Israel: Abbas powerless over Hamas

Israel will not hold peace talks with Palestinian president because he will be unable to enforce an agreement as long as Hamas controls the government, Israel’s foreign minister has said.

Livni called the Hamas-led administration illegitimate

The comments from Tzipi Livni are being seen as signalling a hardening of Israel’s position and a growing rift with the US.

The US and the European Union have suggested they will keep working with Mahmoud Abbas even if a Hamas government takes office in the coming weeks.

The issue of how to deal with Abbas and a Hamas-led government was the main topic at a meeting on Sunday between Livni and David Welch, the US envoy.

Israel Radio reported that Welch presented a policy which said the United States would work directly with Abbas instead of the Hamas-led government.

Without referring to the radio report, Micaela Schweitzer-Bluhm, a US consulate spokeswoman in Jerusalem, said: “We remain fully committed and supportive of him [Abbas].”

Livni disagreed. The moment Abbas appointed Hamas to form the new government, the Palestinian Authority became “illegitimate”, she told Israel Army Radio on Monday.

‘Unacceptable’

Israel does not want to be in a situation in which it is dealing with Abbas, who is “more moderate, believes in two states … but is powerless to deliver the goods or enforce it on the Palestinian Authority,” Livni said.

“There were elections, the Hamas won. All the attempts to embrace Abu Mazen [Abbas] … will not help,” she said.

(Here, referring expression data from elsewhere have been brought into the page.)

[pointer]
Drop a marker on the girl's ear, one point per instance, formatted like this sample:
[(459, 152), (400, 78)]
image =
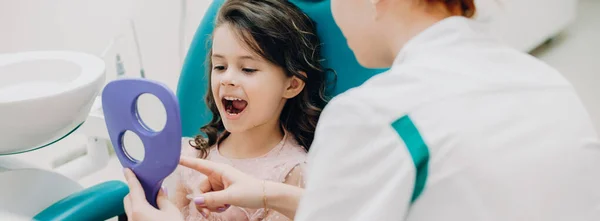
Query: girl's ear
[(294, 87)]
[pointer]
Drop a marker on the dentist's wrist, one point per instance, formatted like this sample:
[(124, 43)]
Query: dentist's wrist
[(282, 198)]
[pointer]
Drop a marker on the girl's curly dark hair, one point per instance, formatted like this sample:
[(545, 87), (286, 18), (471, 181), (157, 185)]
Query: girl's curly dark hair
[(282, 34)]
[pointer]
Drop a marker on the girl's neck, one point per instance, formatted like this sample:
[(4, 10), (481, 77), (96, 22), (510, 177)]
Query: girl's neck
[(252, 143)]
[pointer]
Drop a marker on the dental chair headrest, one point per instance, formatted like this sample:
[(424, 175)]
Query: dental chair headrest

Saeb Erikat, the Palestinian chief negotiator, called Livni’s remarks “totally unacceptable”.

Erikat, a member of Abbas’s Fatah movement, which was removed from power in the January elections, said: “The Israelis are trying to undermine the Palestinian people in general because they don’t differentiate between one Palestinian and the other.”

Hamas adamant

Ismail Haniya, Hamas’s designated prime minister, said in an interview published on Monday that his government would not negotiate with Israel, but said he was ready to discuss day-to-day issues with the Israeli authorities.

He told the Palestinian daily Al-Quds: “Hamas will move to open channels in this direction.”

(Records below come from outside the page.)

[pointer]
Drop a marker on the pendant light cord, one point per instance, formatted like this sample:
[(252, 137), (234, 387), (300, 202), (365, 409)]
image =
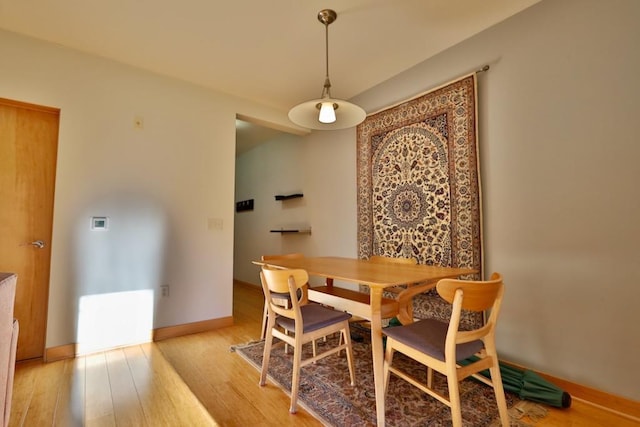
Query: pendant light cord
[(326, 90)]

Under Palestinian law, the Palestine Liberation Organisation, headed by Abbas, conducts peace talks with Israel, while the Cabinet is in charge of running the Palestinians’ daily affairs.

Haniya: Hamas ready to discussday-to-day issues with Israel
Haniya: Hamas ready to discussday-to-day issues with Israel

Haniya: Hamas ready to discuss
day-to-day issues with Israel

Israel and the so-called Quartet of mediators – the United States, the United Nations, the European Union and Russia – are demanding that Hamas should disarm, recognise Israel and accept past Israeli-Palestinian peace agreements. Hamas has so far rejected these conditions.

Should Hamas decide to accept the conditions, it would bring Israel and the Palestinians on track to implement the internationally backed road map peace plan, Livni said.

Livni said: “It is not grandstanding, it is not an attack but a realistic analysis of the situation.”

Haniya said on Monday that the group’s military wing would only disarm if Israel withdrew from the West Bank, Gaza Strip and east Jerusalem, the areas it captured in the 1967 Middle East War.

EU aid

On Monday, EU foreign ministers were expected to approve continued aid to the Palestinian caretaker government.

That could include paying $48 million to help run utilities and authorising the World Bank to unblock about $60 million to pay the salaries of Palestinian Authority employees.

By contrast, Israel froze the transfer of $55 million in tax revenues to the Palestinian Authority after a Hamas-dominated parliament was sworn in on 18 February.

In a letter to the Quartet, James Wolfensohn, the international envoy, said the Palestinian Authority is in danger of financial collapse within two weeks, in part because of Israel’s decision to freeze the transfers.

Settlement blocs

Shaul Mofaz, the Israeli defence minister, meanwhile, listed the Jewish settlement blocs in the West Bank he believes should be annexed as Israel draws its final borders.

“It is not grandstanding, it is not an attack but a realistic analysis of the situation”

Tzipi Livni,
Israeli Foreign Minister

Most of the settlements he named are relatively close to Israel, but also included Ariel, deep in the West Bank, as well as the Jordan Valley, on the border with Jordan.

The Palestinians want all of the West Bank for their state, and the US has blocked Israel’s plans to include Ariel, a settlement of about 17,000, on the “Israeli side” of its West Bank separation barrier, a possible future border.